Members of the Women’s Chorus showed up to sing for Fulton’s Board of Education this week. The song they sung: “Don’t Stop The Music”.
Then they asked the board to avoid making cuts that would stop their music.
Fulton, like most school districts in the state, is struggling with a difficult budget. Governor Cuomo’s proposed state budget cuts aid to schools. Fulton will lose more than $2 million, creating a gap of $5.5 million in its budget.
One or two music teaching positions are among the 17.4 staff positions identified for cuts in the 2011-12 budget, which would fill $1.7 million of the deficit.
One position would be left empty when longtime music teacher Dolores Walrath retires at the end of the school year. A second position could also be cut.
“If this cut were to be realized,” music department facilitator Debra Farden told the board, “this wonderful women’s chorus that you just heard could be dissolved.”
Losing one position, she said, “wounds our program”, while a second lost position “could cripple our orchestra program.”
Members of the chorus then stepped to the microphone.
Chorus member Haley Noel said that the chorus was her only outlet for expressing herself. Without it, “more kids would turn to drugs and tattoos and all the negative ways to express yourself. If kids didn’t have [music] then there would be more violence in our town.”
“Please, please keep the full music program in our schools,” pleaded Vanessa Langdon. “This is happening to make up for irresponsible spending we had nothing to do with,” added Eva Jones.
“In your positions of power,” said Jones, “you ultimately hold our voices.”
No one is happy abut making cuts, said board President Robbin Griffin. “We always wanted to build a program that encompassed all areas,” she said. “It’s going to take a miracle for us to find the resources” to keep those programs.
Board members later reviewed a second draft of the budget.
With a proposed tax levy increase of 4% now factored in, the budget remains more than $600,000 short of balanced.
Superintendent of Schools Bill Lynch said he was optimistic that the state Legislature would restore some school aid funds.

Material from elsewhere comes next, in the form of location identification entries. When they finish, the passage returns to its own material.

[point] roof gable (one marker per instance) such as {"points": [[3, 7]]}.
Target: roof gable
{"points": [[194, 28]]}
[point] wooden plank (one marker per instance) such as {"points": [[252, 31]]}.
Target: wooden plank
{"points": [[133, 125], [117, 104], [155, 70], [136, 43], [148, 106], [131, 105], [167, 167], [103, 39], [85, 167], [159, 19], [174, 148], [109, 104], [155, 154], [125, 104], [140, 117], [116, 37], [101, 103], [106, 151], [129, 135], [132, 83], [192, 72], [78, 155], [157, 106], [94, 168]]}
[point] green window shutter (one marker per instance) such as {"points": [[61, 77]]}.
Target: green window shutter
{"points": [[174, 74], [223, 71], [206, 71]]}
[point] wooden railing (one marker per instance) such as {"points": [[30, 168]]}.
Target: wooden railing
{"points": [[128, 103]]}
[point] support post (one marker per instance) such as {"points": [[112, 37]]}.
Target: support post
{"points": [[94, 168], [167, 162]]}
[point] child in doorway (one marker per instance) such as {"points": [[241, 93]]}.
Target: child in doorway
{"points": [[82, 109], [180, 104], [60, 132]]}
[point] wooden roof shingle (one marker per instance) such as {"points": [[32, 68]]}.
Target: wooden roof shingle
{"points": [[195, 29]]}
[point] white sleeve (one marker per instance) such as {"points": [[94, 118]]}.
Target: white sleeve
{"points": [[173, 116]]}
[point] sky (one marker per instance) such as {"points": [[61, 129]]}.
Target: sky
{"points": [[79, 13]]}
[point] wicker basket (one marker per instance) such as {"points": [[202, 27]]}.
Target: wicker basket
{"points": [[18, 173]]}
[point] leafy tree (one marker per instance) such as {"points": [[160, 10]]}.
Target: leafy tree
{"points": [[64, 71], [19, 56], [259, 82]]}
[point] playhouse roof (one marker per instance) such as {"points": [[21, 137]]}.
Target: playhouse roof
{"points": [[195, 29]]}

Among the possible ways to fill the remaining gap, Lynch said, would be to cut more than the $50,000 already proposed to be cut from the athletics budget, more cuts in software purchases, and the possible elimination of the district’s successful alternative education program, which would trim $300,000 all by itself.
The program brings together students who can’t be educated in the traditional school setting and has been credited with helping many troubled students to stay in school and graduate.
The program would be reduced to its legal minimum — working with students who need to be educated out of school for disciplinary or medical reasons.
“It is tough to sit up here and talk about these things we’ve been building and see them fade away,” said board member Robert Ireland. “My hope is it’s temporary.”
“Truly, we feel your pain in our hearts,” board member Rosemary Occhino said to the chorus members. “We hate to do what we have to do, but we have no choice.”